The intrauterine device (IUD) is still an excellent method of contraception, but has not been utilized extensively in the United States simply for liability reasons. It has been shown to be a perfectly safe method of contraception, and it is utilized much more extensively in other parts of the world. The copper 380-T IUD has now been approved to stay in place for ten years, and women may be able to use it well into menopause when it becomes much easier to determine that she is not ovulating or menstruating. The downside is that the IUD may make the menses heavier or more frequent, and sometimes women in this age range already have this problem. There is another type of IUD, the Progestasert, which uses hormones and does decrease menses, but it tends to be more expensive and must be replaced annually.

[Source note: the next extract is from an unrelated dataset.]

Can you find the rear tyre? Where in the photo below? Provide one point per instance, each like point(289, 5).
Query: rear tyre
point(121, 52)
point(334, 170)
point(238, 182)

Barrier methods, such as condoms, the diaphragm and spermicidal agents, are also viable choices for women in this transition period. While their effectiveness is usually quoted as somewhat less than other methods, their overall effectiveness increases significantly when combined with the decreased fertility of women in this age range. The rhythm method, or avoiding intercourse during ovulation, is often difficult to employ, as it is dependent on regular and predictable menstrual cycles. During the perimenopause phase, the menses tend to become erratic and unreliable, thus undermining the dependability of the rhythm method in the perimenopause.
A pregnancy in the perimenopausal time would be a difficult occurrence in the lives of many women and could create some very difficult choices. Her likely decisions, should she have to confront these choices, should also be a factor in her choices of contraception. While the chances of conceiving are certainly lower at this age, they are not zero until the FSH has risen and the menses have ceased for a year. Women in the perimenopausal period have to carefully weigh all their options, along with their choices and ramifications in the event of a failure, when considering contraception during this transition time period of their life.